Das Jahr 2024 neigt sich dem Ende. Können Sie eine vorläufige Bilanz der Einsätze ziehen? Gab es Auffälligkeiten im Vergleich zu den Vorjahren?
Rico Vogel: Das Jahr 2024 verläuft für uns mit bisher 116 Einsätzen recht ruhig. Neben den üblichen Einsätzen wie einfachen technischen Hilfeleistungen – etwa Türöffnungen oder Tragehilfen für den Rettungsdienst – wurden auch kleinere und mittlere Brände bekämpft. Auffällig ist die hohe Anzahl an Fehlalarmierungen durch Brandmeldeanlagen oder Blindalarme, bei denen sich das Meldebild nicht bestätigt hat. Hierzu zählen beispielsweise gemeldete Rauchentwicklungen oder Feuerscheine, bei denen trotz umfangreicher Suche vor Ort keine Einsatzstelle gefunden werden konnte.

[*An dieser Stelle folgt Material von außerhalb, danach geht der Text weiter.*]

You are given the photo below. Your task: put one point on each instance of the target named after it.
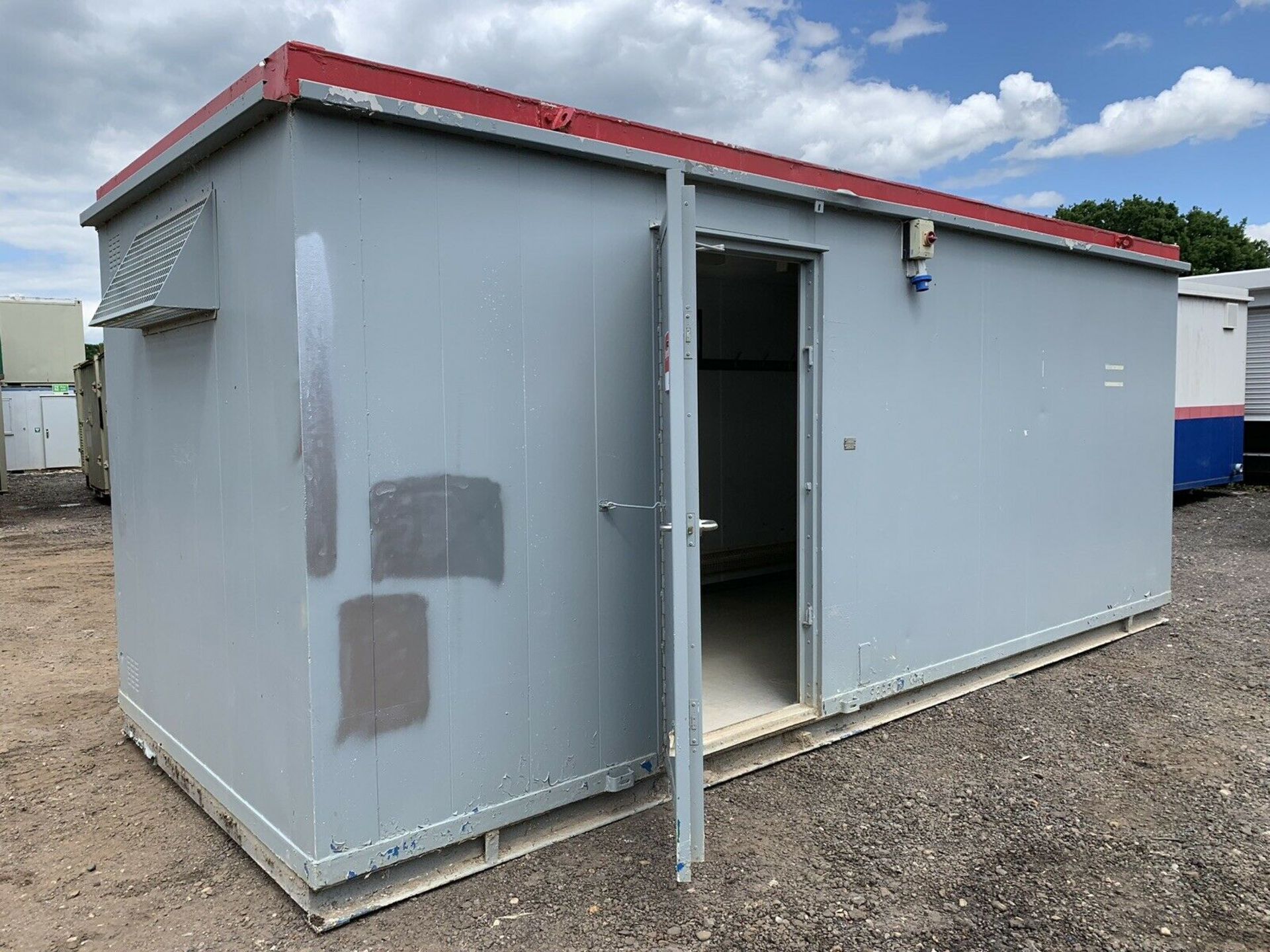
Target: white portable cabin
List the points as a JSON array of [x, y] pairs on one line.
[[41, 340], [1256, 403], [41, 428], [513, 467], [1212, 348]]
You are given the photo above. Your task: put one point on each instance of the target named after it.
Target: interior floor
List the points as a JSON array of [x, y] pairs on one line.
[[748, 648]]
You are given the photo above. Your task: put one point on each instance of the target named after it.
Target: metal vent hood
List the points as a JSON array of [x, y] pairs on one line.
[[167, 274]]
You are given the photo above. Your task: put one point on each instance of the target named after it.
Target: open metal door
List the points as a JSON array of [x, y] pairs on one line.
[[681, 531]]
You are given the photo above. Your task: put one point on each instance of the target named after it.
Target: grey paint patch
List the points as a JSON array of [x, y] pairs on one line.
[[382, 664], [429, 527], [318, 415]]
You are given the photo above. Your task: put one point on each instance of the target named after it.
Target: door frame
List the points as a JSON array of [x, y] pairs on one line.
[[810, 259]]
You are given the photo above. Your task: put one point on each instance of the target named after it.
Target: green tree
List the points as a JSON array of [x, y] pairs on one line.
[[1209, 240]]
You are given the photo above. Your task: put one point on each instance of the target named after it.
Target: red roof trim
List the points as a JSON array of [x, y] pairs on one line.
[[284, 70]]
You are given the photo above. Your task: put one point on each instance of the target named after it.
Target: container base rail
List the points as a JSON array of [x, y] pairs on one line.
[[335, 905]]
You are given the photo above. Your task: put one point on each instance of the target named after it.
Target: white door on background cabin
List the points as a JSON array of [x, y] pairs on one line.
[[11, 440], [62, 430]]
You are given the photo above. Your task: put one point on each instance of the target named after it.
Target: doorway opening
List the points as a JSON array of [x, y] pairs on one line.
[[748, 426]]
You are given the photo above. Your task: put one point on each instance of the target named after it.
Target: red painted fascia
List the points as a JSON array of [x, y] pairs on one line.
[[282, 71], [1208, 413]]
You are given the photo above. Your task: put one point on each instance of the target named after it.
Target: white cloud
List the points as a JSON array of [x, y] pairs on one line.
[[1035, 202], [745, 71], [748, 71], [912, 20], [1128, 41], [1205, 104], [1240, 7], [988, 175]]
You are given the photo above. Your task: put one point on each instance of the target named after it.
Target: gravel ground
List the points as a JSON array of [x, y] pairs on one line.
[[1115, 801]]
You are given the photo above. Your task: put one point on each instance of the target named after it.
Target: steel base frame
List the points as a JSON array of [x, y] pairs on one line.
[[334, 905]]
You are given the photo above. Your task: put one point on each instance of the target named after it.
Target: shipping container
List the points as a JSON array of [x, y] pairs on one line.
[[516, 469], [1212, 343], [1256, 404], [91, 404]]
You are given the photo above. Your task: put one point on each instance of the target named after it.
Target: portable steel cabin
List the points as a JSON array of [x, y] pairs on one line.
[[1212, 344], [41, 339], [91, 405], [515, 469], [40, 428], [1256, 404]]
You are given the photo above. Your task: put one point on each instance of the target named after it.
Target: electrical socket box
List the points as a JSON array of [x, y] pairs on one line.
[[919, 239]]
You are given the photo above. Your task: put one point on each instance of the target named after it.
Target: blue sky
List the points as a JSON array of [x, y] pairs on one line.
[[1064, 44], [1023, 104]]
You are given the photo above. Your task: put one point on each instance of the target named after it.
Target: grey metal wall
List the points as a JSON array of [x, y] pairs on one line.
[[479, 368], [376, 474], [207, 506]]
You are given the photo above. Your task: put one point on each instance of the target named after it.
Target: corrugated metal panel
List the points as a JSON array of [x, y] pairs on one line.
[[1256, 401], [168, 273]]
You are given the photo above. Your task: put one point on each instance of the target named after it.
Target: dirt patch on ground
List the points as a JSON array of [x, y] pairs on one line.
[[1119, 800]]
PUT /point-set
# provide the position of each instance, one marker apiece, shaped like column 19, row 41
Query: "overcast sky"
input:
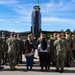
column 56, row 15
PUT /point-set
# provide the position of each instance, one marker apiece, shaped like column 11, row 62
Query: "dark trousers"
column 44, row 60
column 29, row 61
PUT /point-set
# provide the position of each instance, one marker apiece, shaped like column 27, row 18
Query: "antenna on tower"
column 38, row 2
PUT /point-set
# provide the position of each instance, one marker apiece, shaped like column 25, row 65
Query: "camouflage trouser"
column 19, row 57
column 69, row 56
column 60, row 61
column 1, row 56
column 12, row 58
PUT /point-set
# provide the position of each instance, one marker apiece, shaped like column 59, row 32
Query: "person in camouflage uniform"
column 4, row 48
column 20, row 48
column 39, row 39
column 12, row 51
column 1, row 54
column 73, row 49
column 60, row 51
column 69, row 56
column 52, row 49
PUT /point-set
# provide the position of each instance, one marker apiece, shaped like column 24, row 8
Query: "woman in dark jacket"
column 29, row 52
column 43, row 54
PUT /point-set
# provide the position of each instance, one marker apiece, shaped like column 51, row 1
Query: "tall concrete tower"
column 36, row 22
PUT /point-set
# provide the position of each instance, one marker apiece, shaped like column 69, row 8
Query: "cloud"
column 3, row 20
column 4, row 2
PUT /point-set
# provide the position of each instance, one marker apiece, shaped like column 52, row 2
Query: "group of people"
column 59, row 50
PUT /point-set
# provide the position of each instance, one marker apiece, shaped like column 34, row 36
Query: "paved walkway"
column 21, row 69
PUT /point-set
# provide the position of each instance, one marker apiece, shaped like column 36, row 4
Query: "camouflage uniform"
column 60, row 46
column 19, row 49
column 5, row 49
column 1, row 53
column 12, row 52
column 69, row 47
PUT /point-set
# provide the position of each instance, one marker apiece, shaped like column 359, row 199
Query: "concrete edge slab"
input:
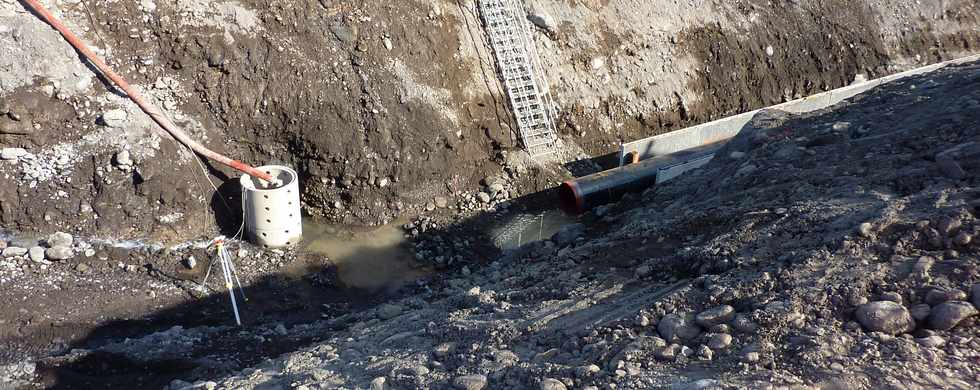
column 725, row 128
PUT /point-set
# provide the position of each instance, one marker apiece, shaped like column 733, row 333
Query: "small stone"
column 714, row 316
column 123, row 160
column 11, row 154
column 865, row 230
column 976, row 295
column 115, row 117
column 920, row 312
column 751, row 357
column 551, row 384
column 668, row 353
column 719, row 341
column 441, row 202
column 12, row 251
column 60, row 239
column 83, row 268
column 443, row 350
column 947, row 315
column 744, row 324
column 389, row 311
column 587, row 371
column 892, row 296
column 705, row 353
column 720, row 328
column 542, row 19
column 378, row 383
column 36, row 254
column 963, row 239
column 59, row 253
column 931, row 341
column 937, row 296
column 470, row 382
column 885, row 316
column 674, row 327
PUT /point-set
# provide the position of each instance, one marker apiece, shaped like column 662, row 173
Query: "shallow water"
column 525, row 228
column 371, row 260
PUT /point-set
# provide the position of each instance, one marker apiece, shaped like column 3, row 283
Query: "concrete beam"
column 723, row 129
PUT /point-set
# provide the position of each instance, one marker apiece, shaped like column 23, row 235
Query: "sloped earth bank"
column 828, row 250
column 383, row 106
column 389, row 109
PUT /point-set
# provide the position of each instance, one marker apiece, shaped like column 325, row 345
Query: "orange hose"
column 135, row 96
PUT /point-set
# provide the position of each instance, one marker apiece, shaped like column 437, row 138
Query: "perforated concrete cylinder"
column 272, row 213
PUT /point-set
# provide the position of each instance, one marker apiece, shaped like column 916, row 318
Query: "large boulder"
column 885, row 316
column 949, row 314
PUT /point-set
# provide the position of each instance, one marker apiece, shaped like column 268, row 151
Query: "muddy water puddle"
column 529, row 227
column 371, row 260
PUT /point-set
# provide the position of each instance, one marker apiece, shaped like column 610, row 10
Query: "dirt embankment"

In jüngster Vergangenheit waren wir allerdings bei zwei Bränden in Einfamilienhäusern, einem Gefahrguteinsatz in Müncheberg sowie einer anspruchsvollen technischen Hilfeleistung gefordert. Hierbei mussten wir einen Arbeiter aus einer Hebebühne retten, die zu kippen drohte und sich nicht mehr manövrieren ließ.
Nun hat insbesondere der Anfang des Monats November zwei Einsätze hervorgebracht, die sich vom vermeintlichen Alltagsgeschäft unterscheiden. Insbesondere der Brand eines Wohnhauses (siehe Foto) hat für mediale Aufmerksamkeit gesorgt. Glücklicherweise hat sich zum Zeitpunkt des Brandes niemand im Haus befunden. Dennoch mussten auch die Feuerwehren der Nachbarkommunen anrücken. Wie gefährlich war der Einsatz für die Kameraden der Feuerwehr, bestand Lebensgefahr?
Vogel: Bei dem erwähnten Brand in einem Einfamilienhaus wurden wir enorm gefordert. Die Situation vor Ort erwies sich aufgrund der Umstände als äußerst anspruchsvoll und verlangte den Einsatzkräften einiges ab. Bei unserem Eintreffen an der Einsatzstelle wurden wir von Nachbarn empfangen, die uns hervorragend in die Lage einwiesen und wichtige Erkenntnisse für die Brandbekämpfung mitteilen konnten. Dank ihrer Unterstützung war auch der Zugang zum Brandobjekt problemlos möglich. Innerhalb weniger Minuten ging der erste Angriffstrupp zur Brandbekämpfung ins Gebäude vor und war sofort mit starker Hitze und so genannter Nullsicht aufgrund dichter Verrauchung konfrontiert. Kurz darauf kam es zu einer dynamischen Brandausbreitung, die mit einer Durchzündung des gesamten Gebäudes einherging. Der Angriffstrupp konnte das Gebäude rechtzeitig über eine Terrassentür verlassen und blieb dank der hochwertigen Schutzkleidung unverletzt. Die Intensität des Brandes zeigte sich auch an den erheblichen Schäden am Gebäude. Nach der Durchzündung traten Risse in den Außenwänden auf und an der Decke bildeten sich teils großflächige, mehrere Zentimeter tiefe Abplatzungen an der Betondecke. Diese Ereignisse zeigen, wie wichtig die richtige Ausrüstung für Einsätze im Innenangriff ist. Ich bin dankbar, dass wir seitens der Gemeindeverwaltung mit der entsprechenden Schutzkleidung ausgestattet wurden, die in dieser Extremsituation den nötigen Schutz geboten hat.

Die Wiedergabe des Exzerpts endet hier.